Раубич поднял руку с железным браслетом. Плащ распахнулся, и все увидели за поясом пана два больших пистолета, украшенных тусклым серебром.
— Неудачной вам охоты, — бросил Раубич. — Волкu — в лескu.
— Спасибо, — ответил пан Юрий.
И вновь Алесь встретил взгляд Раубича. Глаза без райка смотрели в глаза мальчика, словно испытывая. И снова Алесь не опустил глаз, хотя выдержать этот взгляд ему было физически тяжело.
— Не испортился твой сын, — сказал Раубич. — Что ж, для хорошей, вольной жизни живет… Спасибо тебе, молодой князь, за Михалину. Только о тебе и разговор, как ты хорошо принял гостей. А почему не приезжаешь?
Алесь почувствовал, что железный медальон на его груди стал горячим.
— Ярош, — сказал пан Юрий, — отъедем на минутку.
— Давай, — согласился Раубич.
Они отъехали саженей на пятьдесят, к подножию высокого кургана.
— Ну? — сказал Раубич.
Князь медлил.
— Ты извини, не мое это дело, — заговорил он наконец, — но у всей округи распустились языки, словно цыганские кнуты… Все о… Раубичевом колдовстве.

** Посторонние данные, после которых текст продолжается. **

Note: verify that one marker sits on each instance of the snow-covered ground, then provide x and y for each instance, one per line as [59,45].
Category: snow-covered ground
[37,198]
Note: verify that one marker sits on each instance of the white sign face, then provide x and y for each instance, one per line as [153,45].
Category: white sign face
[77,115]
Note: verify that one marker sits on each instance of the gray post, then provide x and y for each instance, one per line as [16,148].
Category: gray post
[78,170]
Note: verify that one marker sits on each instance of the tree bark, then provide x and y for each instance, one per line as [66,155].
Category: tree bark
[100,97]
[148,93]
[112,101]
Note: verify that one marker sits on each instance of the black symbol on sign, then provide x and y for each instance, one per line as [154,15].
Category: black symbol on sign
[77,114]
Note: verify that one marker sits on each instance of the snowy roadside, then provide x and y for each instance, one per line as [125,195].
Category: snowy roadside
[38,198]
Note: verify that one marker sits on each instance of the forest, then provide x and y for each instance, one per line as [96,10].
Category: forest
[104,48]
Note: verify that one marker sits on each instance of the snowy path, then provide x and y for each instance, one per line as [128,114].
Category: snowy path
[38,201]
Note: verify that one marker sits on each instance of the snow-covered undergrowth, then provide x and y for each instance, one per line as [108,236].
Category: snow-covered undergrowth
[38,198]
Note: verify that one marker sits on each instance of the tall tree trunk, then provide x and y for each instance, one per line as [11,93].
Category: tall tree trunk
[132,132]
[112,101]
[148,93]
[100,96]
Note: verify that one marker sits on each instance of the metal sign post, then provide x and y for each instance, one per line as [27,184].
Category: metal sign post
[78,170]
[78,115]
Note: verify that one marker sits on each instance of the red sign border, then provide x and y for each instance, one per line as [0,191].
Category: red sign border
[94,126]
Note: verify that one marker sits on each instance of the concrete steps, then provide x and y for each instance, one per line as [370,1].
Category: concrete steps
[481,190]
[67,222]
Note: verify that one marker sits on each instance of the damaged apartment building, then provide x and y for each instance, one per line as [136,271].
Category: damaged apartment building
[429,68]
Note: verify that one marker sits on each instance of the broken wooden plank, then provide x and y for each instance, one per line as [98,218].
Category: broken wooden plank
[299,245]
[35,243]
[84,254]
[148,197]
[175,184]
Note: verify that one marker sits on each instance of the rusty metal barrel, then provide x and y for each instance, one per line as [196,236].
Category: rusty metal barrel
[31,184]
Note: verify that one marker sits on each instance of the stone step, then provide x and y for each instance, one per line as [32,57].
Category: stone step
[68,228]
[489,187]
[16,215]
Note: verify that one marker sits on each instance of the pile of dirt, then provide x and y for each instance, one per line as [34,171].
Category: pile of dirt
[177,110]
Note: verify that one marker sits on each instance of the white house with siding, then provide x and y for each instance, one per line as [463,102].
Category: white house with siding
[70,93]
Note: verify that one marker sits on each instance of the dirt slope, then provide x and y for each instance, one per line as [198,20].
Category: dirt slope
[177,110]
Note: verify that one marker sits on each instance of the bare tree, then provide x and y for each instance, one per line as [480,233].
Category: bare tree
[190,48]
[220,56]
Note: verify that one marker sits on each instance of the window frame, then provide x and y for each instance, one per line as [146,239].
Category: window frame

— Ты же знаешь, я выписывал из самой столицы человека, чтоб обновить мозаику в моей церкви. — В глазах Раубича ничего нельзя было разглядеть. — Он варит смальту, испытывает составы, подгоняет их по цвету под те куски, которые еще не осыпались… Вот и все.
Отец рассматривал плетеный корбач.
— Конечно, я ж и говорю, что тебе нечего бояться. Но заинтересовались голубые… Поручик… извини, какой там высший чин, не помню… Мусатов просил маршалка[78]
Загорского, чтоб тот не поднимал лишнего шума, если подземельями пана Раубича заинтересуется жандармерия.— И что сделал маршалок Загорский? — с улыбкой спросил Раубич.
— Маршалок Загорский не обещал ему удовлетворить просьбу, потому что это оскорбит чувства дворян.
— Разве чувства наших дворян еще может что-то оскорбить?